Ric Telford, IBM's VP for autonomic computing, acknowledges the concept often is perceived as futuristic, despite its practical nature. "Autonomic computing is a fancy way of saying there is a set of technologies that makes IT systems—servers, PCs, or databases—more self-managing," says Telford.
The term is derived from the body's autonomic nervous system, which automatically regulates functions like heartbeat. Likewise, says Telford, "in an IT shop, you would like the computers to handle the mundane tasks so that your IT people can focus on the differentiating tasks."
IBM contends autonomic capability is here today, touting 475 autonomic features in 75 distinct products, including its DB2 database and its Tivoli systems management solutions. For example, says Telford, DB2 8.2, released last fall, has a feature called DB2 Design Advisor that automatically optimizes the database. IBM Tivoli Monitoring 6.1, released last December, detects the need for specific procedures such as adding servers to deal with overload dangers, enabling users to automate corrections.
Autonomic features tie back to four main properties, says Julie Craig, a senior analyst with Boulder, Colo.-based Enterprise Management Associates. These are the ability to self-configure, self-heal, self-optimize, and self-protect systems (see box). These characteristics, says Craig, can cut systems administration costs that consume about 60 percent to 70 percent of IT budgets.

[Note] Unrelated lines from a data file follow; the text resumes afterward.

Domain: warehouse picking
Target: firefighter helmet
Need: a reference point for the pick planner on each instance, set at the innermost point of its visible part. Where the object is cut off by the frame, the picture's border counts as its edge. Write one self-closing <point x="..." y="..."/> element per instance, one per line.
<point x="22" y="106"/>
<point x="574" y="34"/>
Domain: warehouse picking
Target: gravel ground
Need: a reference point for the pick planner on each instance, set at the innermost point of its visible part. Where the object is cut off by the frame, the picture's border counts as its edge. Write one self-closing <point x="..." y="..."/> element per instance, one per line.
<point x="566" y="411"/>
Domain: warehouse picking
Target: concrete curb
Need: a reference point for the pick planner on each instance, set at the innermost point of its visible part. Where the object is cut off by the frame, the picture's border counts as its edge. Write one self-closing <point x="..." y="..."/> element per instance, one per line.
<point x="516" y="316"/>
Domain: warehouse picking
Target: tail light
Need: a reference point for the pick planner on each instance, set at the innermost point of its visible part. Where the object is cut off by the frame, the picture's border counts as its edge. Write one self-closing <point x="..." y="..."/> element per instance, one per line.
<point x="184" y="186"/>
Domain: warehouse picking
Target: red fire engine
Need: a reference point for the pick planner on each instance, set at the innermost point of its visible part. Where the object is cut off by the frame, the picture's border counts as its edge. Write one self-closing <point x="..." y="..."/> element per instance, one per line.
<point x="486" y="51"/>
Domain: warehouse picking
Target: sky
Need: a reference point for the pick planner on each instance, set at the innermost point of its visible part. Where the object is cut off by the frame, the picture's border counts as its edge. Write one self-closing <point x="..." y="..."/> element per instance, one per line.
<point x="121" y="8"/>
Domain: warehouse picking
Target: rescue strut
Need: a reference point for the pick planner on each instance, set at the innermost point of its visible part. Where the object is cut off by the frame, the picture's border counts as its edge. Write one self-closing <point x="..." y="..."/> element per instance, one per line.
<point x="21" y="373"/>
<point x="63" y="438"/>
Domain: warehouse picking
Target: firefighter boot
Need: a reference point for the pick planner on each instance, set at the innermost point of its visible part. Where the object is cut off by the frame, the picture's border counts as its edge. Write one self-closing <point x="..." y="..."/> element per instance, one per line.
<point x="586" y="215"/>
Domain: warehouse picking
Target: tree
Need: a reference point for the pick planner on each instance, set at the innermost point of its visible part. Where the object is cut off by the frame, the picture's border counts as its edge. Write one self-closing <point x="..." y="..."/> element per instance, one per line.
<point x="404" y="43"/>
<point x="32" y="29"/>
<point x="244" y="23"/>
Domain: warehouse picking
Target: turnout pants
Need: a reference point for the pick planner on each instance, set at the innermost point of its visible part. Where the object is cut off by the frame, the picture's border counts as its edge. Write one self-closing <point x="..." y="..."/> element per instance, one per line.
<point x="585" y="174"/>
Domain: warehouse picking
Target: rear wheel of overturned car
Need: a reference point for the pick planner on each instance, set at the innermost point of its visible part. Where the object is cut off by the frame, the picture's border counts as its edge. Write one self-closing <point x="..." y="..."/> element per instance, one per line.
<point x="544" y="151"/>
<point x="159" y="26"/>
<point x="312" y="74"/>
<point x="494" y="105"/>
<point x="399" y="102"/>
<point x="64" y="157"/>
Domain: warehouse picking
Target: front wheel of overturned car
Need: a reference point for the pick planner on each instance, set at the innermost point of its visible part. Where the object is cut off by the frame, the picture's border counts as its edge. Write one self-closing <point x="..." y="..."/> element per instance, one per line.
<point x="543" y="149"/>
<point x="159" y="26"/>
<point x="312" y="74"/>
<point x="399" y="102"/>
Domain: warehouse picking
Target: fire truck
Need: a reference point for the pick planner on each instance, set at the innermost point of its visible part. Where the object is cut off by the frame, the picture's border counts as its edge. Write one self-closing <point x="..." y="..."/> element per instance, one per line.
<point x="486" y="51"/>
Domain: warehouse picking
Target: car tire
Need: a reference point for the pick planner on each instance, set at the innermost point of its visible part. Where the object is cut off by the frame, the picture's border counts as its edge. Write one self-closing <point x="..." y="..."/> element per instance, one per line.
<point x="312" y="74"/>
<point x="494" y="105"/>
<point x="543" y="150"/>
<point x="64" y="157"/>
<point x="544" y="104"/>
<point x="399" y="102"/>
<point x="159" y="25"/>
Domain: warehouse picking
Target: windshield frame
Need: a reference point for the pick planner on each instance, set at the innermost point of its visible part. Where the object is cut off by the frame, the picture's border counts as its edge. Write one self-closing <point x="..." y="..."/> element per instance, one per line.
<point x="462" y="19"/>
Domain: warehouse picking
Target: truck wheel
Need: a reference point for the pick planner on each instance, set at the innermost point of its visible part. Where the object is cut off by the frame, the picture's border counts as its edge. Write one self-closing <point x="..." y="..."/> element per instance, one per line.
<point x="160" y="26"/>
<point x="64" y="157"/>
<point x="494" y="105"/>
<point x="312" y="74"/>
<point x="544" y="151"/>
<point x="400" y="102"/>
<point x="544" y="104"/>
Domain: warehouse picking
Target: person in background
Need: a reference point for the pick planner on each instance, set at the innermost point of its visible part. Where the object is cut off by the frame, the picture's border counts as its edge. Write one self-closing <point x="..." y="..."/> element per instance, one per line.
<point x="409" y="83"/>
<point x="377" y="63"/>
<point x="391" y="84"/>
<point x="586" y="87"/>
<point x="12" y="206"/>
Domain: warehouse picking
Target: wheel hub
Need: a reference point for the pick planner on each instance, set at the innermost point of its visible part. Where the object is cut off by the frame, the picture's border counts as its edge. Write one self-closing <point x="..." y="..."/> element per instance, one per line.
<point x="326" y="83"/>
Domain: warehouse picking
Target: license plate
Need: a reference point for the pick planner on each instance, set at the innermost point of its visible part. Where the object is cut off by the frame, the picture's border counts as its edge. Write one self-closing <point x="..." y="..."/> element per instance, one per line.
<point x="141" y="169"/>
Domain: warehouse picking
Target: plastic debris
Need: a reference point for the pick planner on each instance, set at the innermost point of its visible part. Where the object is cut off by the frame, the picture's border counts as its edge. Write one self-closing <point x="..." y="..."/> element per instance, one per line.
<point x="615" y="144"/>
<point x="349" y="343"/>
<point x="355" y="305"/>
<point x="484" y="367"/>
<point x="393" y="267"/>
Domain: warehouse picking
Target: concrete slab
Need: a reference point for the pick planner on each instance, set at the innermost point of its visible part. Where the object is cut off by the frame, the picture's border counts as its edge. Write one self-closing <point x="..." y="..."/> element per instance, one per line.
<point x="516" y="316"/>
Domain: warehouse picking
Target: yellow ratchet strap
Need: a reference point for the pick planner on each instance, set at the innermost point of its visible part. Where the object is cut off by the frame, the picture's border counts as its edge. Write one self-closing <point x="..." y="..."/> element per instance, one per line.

"Autonomic computing allows IT departments to extend their budgets further," Craig says. "Instead of applying resources to solve basic problems, they'll have more resources to roll out new systems, or improve business processes."
Net Integration Technologies is targeting SMBs with its autonomic computing solutions built on top of the Linux operating system, says Ozzy Papic, founder and CEO. In December 2005, Net Integration announced an alliance with ERP vendor Sage Software under which Sage's Accpac ERP system is offered on Net Integration's Nitix platform.
"We've taken a standard Linux platform and built in autonomic capabilities that make systems easier to deploy and work with," says Papic. Configuring Linux and DB2 to run Accpac would typically take one or two full days, adds Papic, but it can be done with Nitix in about 10 minutes. Papic says this is possible because Nitix's "autonomic engine" is aware of all Linux subsystems and communicates the proper settings to Accpac.
Nitix also automatically backs up systems every 15 minutes, and automates other tasks such as adding new e-mail users. "That's in stark contrast with the traditional approach where you have to do things step by step, and if you get one step wrong, it doesn't work," says Papic.
The Sage alliance, says Papic, already has yielded dozens of sales to SMBs that want "mainframe-type reliability" at prices normally associated with Windows-based systems. It helps, he adds, that Nitix allows for Windows computing on the client side.
"People are very religious about the desktop," he says. "As long as you let them run Windows XP and Microsoft Outlook on the desktop—while allowing them to achieve high reliability at low cost on the back end—there will be interest in exploring it."